Threshold tuning for entity resolution
Precision and recall trade against each other through the match threshold. How to tune for your data, and what each direction costs.
Every entity-resolution pipeline has at least one threshold. It is the number that separates "merge these records" from "send to review" or "keep separate." Picking it is the single highest-leverage tuning decision in an ER project, and it is almost always done wrong on the first pass.
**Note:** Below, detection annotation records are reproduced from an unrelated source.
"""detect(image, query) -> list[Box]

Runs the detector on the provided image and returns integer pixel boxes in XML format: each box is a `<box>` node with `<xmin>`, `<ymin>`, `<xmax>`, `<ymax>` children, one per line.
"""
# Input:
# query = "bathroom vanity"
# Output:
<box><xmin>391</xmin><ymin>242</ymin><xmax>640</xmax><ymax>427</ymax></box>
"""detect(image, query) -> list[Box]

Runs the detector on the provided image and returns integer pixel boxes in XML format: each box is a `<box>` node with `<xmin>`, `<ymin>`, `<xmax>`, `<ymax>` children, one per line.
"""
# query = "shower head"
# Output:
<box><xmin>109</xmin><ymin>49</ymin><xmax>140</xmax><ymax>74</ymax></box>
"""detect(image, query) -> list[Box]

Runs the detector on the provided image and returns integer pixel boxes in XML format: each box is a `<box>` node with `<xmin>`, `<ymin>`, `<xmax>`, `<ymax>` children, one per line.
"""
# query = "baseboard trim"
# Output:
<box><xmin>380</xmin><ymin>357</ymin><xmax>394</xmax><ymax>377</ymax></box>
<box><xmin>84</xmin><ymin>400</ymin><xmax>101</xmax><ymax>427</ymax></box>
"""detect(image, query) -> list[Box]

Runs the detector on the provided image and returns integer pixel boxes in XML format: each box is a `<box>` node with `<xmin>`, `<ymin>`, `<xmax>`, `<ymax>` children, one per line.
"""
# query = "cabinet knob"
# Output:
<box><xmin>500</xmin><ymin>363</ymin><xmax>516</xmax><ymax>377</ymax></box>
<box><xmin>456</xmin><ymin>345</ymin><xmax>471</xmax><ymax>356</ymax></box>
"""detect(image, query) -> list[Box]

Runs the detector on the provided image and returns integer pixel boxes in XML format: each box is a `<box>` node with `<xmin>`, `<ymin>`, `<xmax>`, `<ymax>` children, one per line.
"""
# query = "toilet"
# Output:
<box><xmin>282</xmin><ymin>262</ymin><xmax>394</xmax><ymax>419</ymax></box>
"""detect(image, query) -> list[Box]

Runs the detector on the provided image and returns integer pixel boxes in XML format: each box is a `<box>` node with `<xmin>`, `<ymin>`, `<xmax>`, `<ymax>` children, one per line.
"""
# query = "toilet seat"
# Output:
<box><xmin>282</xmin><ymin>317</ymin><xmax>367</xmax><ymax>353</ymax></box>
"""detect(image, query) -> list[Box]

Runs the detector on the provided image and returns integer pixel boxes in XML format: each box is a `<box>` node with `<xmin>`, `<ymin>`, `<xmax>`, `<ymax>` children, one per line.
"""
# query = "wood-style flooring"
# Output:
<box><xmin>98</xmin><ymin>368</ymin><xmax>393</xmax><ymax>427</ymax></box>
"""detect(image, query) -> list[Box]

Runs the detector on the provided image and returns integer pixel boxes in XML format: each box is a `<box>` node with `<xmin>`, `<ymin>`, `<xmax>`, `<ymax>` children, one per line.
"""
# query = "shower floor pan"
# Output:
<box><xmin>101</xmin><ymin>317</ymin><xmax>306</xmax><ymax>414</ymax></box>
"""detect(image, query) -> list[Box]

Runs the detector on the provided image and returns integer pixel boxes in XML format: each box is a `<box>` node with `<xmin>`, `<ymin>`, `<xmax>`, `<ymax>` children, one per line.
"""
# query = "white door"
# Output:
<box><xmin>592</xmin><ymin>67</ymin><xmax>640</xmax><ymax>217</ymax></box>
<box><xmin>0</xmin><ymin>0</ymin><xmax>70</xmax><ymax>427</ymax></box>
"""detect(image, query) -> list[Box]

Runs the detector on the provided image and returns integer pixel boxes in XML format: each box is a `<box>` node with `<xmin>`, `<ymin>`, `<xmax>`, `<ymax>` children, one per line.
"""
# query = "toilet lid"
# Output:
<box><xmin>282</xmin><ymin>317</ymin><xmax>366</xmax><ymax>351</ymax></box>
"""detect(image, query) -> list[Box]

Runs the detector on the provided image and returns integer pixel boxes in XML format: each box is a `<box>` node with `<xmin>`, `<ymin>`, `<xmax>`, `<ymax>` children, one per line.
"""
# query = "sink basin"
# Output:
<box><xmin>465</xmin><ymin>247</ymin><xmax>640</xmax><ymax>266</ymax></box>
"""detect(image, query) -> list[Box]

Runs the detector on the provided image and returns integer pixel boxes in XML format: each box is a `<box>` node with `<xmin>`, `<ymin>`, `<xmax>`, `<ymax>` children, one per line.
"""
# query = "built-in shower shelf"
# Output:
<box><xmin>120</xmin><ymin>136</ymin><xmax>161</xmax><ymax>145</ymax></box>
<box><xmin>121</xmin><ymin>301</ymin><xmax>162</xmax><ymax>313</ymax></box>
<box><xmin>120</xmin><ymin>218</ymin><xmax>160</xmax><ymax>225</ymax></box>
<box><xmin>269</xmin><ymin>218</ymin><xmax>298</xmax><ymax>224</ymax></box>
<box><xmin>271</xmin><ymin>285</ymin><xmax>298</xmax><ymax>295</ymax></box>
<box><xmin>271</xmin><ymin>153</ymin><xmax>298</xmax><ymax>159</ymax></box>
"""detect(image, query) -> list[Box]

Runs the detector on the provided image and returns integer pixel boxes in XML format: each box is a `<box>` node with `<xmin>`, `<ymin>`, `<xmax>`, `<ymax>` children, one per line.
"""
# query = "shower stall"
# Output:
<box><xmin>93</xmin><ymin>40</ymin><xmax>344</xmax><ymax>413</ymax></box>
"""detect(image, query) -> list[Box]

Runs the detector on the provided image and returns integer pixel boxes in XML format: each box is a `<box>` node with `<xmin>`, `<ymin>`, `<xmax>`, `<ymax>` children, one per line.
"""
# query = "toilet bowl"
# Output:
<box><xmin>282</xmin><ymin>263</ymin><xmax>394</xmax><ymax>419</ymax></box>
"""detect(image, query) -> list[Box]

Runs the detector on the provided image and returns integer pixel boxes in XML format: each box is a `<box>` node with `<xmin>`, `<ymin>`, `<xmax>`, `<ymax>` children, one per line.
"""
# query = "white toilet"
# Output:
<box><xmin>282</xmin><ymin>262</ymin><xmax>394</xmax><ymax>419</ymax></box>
The precision/recall tradeoff
| Threshold direction | Precision | Recall | What you get |
|---|---|---|---|
| Lower (e.g. 0.70) | Drops | Rises | More merges, more false positives, more wrong-entity contamination |
| Higher (e.g. 0.95) | Rises | Drops | Cleaner golden records, more duplicates surviving in the output |
Precision is the rate at which the matches you make are correct. Recall is the rate at which the matches you should make actually fire. They trade. There is no threshold value that maximizes both.
Move the slider on a real string pair and watch the score change:
Deduplicate records with interactive config tuning. Upload a CSV, tweak match thresholds and field weights, and watch clusters form in real-time.
Drop CSV here
Tuning in practice
Start with the autoconfig threshold and run a sample of 500 pairs from the middle of the score distribution past a reviewer. The reviewer's judgment becomes your ground truth. Calculate precision and recall at three thresholds (0.80, 0.85, 0.90) against that ground truth and pick the one that matches the cost shape of your downstream use case.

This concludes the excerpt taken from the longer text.